Üstün zekâsıyla, basiretiyle ve ferasetiyle maruf Üstad Bediüzzaman da bir taraftan, “meşveret ediniz” şeklindeki tavsiyeleriyle istişarelerin yapılış şeklini, diğer taraftan da, “Benim de şimdi bir reyim var” buyurarak meşveret edenlerin eşit reylere sahip olmalarını, meşveretlerde kimsenin herhangi bir imtiyaz beklentisine girmemesi gerektiğinin önemine işaret ederken meşveret kararlarının kabullenilmesinin gerekliliğine işaret ediyor.

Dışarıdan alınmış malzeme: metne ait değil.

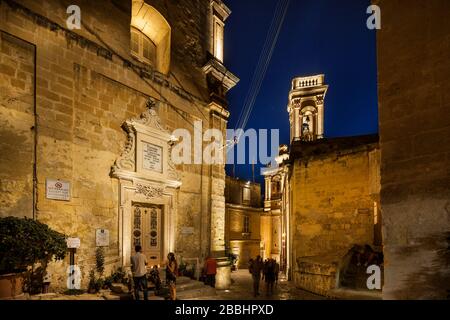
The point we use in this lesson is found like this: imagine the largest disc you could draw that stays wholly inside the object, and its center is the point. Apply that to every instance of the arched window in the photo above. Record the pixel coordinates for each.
(142, 47)
(150, 36)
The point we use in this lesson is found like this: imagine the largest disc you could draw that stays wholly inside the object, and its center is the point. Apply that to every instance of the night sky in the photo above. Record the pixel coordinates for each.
(318, 36)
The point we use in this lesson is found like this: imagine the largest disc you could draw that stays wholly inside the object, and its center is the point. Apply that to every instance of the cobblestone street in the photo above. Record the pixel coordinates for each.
(242, 289)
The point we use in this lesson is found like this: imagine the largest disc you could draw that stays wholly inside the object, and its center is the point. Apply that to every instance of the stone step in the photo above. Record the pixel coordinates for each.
(353, 294)
(196, 293)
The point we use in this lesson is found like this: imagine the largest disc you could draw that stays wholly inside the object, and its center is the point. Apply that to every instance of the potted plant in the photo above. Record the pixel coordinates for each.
(26, 248)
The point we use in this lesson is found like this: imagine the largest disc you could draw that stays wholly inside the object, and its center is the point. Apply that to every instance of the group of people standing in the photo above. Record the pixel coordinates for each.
(139, 269)
(267, 270)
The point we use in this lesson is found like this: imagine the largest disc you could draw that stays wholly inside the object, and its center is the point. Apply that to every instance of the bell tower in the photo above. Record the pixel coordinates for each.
(306, 108)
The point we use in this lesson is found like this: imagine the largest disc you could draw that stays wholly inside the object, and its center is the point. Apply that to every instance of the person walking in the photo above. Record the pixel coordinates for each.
(255, 269)
(277, 272)
(211, 271)
(270, 276)
(171, 275)
(139, 269)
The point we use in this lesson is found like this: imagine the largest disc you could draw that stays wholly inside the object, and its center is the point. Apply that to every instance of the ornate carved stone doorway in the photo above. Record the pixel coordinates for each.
(148, 187)
(147, 231)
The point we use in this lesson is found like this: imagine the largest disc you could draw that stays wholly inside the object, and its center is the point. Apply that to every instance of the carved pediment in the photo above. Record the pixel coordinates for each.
(146, 129)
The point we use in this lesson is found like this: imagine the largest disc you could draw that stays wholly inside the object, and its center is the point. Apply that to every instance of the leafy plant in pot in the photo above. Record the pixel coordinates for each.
(98, 283)
(26, 248)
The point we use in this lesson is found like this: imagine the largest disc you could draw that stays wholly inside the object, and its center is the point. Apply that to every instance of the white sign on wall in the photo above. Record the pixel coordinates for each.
(102, 237)
(151, 157)
(187, 230)
(57, 189)
(73, 243)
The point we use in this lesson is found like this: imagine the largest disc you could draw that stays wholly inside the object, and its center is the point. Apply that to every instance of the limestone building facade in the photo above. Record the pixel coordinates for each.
(87, 116)
(413, 72)
(243, 219)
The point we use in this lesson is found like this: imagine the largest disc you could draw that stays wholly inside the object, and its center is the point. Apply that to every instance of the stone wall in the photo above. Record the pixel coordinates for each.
(335, 185)
(414, 118)
(16, 126)
(87, 85)
(245, 245)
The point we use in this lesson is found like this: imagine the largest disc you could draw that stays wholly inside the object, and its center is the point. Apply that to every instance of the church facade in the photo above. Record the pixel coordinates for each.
(93, 109)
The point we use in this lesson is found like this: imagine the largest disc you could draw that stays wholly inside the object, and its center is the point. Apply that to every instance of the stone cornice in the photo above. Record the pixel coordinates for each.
(220, 72)
(145, 72)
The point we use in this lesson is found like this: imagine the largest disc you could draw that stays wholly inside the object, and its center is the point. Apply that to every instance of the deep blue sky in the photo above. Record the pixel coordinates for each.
(318, 36)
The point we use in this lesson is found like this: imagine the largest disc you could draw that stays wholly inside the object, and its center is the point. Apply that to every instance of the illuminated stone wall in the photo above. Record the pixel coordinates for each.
(87, 86)
(414, 118)
(245, 244)
(335, 184)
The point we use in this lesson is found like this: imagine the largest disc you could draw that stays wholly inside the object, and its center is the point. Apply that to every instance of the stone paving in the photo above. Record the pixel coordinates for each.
(242, 289)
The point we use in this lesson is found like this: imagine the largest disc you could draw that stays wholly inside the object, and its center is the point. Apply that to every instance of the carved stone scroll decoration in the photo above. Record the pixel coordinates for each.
(126, 161)
(149, 191)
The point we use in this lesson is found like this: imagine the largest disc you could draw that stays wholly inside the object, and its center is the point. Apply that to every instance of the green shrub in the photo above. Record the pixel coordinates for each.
(25, 242)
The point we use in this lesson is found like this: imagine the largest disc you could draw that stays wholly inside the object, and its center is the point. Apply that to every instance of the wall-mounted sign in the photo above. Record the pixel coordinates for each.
(187, 230)
(73, 243)
(57, 189)
(102, 237)
(151, 157)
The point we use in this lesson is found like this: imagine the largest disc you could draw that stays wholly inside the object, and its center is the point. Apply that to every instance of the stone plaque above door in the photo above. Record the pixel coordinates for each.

Meşveret kararları karşısında Hz. Peygamber’in (asm) teslimiyet içindeki tavrı ve duruşu böyle iken; Üstad Bediüzzaman gibi bir âlimin istişarelerle alâkalı kanaati ve teslimiyeti böyle iken bizim meşveret kararlarına uymamamız kabul edilebilir mi?
Hangi hakla Üstad’ın tavsiyelerini dikkate almadan ihlâsı, uhuvveti, birlik-beraberliği zedeleyecek olan; kendimizden menkul ölçülerle ve düsturlarla faaliyetlerde bulunabiliriz?
Meşveret kararlarının yerine kendi kafa fenerimizin eseri olan doğru zannettiğimiz şahsî görüşlerimizi ve düşüncelerimizi ikame edip; kudsî hizmetlerimizde ihtilâflara sebep olan ve ifsad komitelerinin saldırılarına zemin hazırlayacak olan hallere ve davranışlara nasıl ve niçin tevessül edilsin?